Current on-grid capacity in Liberia is 22MW, and entirely diesel. Nearly 95% of the generation in the country comes from off-grid, private diesel generators. However, by the end of 2016 three heavy fuel oil (HFO) plants totalling 38MW are expected to come online, along with 22MW of the rehabilitated Mt. Coffee Hydropower Project, which is currently under construction. By the end of 2017, the remaining 66MW of the Mt. Coffee facility will be grid-connected, together with a potential fourth 10MW fuel oil-fired unit. Liberia also has two power purchase agreements (PPA) in place with the Ivory Coast at $0.14/kWh through the West African Power Pool (WAPP) for 27.7MW and 8MW. These near-term additions will be essential for Liberia to reach its electrification goal of 35% nationwide and 70% in the capital of Monrovia by 2030.

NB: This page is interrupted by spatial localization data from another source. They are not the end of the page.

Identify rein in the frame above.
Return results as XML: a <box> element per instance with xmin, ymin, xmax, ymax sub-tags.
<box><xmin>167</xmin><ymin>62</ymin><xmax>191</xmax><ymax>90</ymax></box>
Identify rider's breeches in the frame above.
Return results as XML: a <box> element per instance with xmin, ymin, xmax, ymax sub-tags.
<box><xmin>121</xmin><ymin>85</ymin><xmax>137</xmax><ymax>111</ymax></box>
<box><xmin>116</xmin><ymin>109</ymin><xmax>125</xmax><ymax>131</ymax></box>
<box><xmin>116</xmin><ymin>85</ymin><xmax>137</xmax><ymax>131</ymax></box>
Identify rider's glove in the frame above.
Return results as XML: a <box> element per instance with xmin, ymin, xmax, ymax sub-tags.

The national utility, Liberian Electricity Corporation (LEC), has a monopoly on generation, transmission and distribution, and is currently managed by Manitoba Hydro under a long-term contract that expires in 2016. The energy law passed in October 2015 intends to unbundle Liberia’s energy sector, liberalising the country’s generation and distribution segments in order to attract outside investment. The Ministry of Lands, Mines and Energy currently acts as regulator, but the law stipulates that an independent regulation body will be in place by October 2017, which should make it easier for independent power producers (IPPs) to enter the market. Counterparty risk is a major concern as LEC suffers annual financial losses, jeopardizing the stability of cash flows to a developer. Concurrently, LEC is already spread thin developing four major transmission projects to bring electricity to communities bordering Monrovia. Projects greater than $10m are eligible for tax breaks.

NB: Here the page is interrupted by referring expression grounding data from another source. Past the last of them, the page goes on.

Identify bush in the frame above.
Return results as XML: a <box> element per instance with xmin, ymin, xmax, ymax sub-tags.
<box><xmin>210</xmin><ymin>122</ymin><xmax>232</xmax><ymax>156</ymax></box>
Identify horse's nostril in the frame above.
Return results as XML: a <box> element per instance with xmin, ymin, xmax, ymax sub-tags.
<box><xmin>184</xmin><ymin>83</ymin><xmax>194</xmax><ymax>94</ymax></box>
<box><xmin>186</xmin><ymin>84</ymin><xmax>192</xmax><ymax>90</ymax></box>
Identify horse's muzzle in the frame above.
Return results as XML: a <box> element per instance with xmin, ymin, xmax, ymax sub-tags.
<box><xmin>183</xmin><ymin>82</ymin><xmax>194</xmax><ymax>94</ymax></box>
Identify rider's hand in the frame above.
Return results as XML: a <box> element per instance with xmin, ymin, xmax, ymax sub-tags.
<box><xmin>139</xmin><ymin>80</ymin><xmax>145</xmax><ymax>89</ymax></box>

Currently, the only operating clean energy projects in Liberia are a 4MW small hydro project at Firestone’s rubber plantation; a 1MW small hydro project in Bong County; and a 60kW hydro microgrid, two biomass plants totalling 96kW and a 24kW solar microgrid in Lofa County, all off-grid. The Rural Renewable Energy Agency (RREA) was created in 2010 to spur renewable growth in rural communities where building transmission lines is difficult and economically infeasible. Liberia has strong solar radiation and six major rivers that could provide abundant renewable power, but securing international finance has proven to be a challenge, as has a willingness to pay from locals. The US Overseas Private Investment Corp (OPIC) had invested in a 35MW biomass plant being developed by Buchanan Renewables, but the project was abandoned in 2013.

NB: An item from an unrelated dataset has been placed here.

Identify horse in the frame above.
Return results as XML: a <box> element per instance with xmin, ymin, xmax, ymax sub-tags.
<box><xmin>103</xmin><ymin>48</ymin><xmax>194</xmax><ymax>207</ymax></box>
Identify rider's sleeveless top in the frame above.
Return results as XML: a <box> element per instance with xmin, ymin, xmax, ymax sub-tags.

Liberia scored 1.33 in Climatescope 2016 and ascended four places on the list of countries overall to 31st position. Its latest score – identical to its 2014 tally – was bolstered by a strong performance on Clean Energy Investment and Climate Financing Parameter II.
On Enabling Framework Parameter I, the country’s score dropped by a small amount following a slight deterioration on two indicators – its policy on access to energy and regulation of distributed energy. It plummeted 16 places in the ranking to 28th.
On Parameter II, Liberia’s score shot up fourfold, propelling the country twenty-four places up the order to 7th position. This reflected a marked improvement on the loans and grants indicator, rather than new investment in clean energy projects.
Liberia ranked 43rd overall on Low-Carbon Business & Clean Energy Value Chains Parameter III. Despite a modest increase in its score, thanks to the emergence of the sector’s first financial institution, the country dropped two places in 2016.
Similarly, on Greenhouse Gas Management Activities Parameter IV, its score rose, but it edged down one place to a very poor 55th, above only Haiti, Myanmar and Suriname.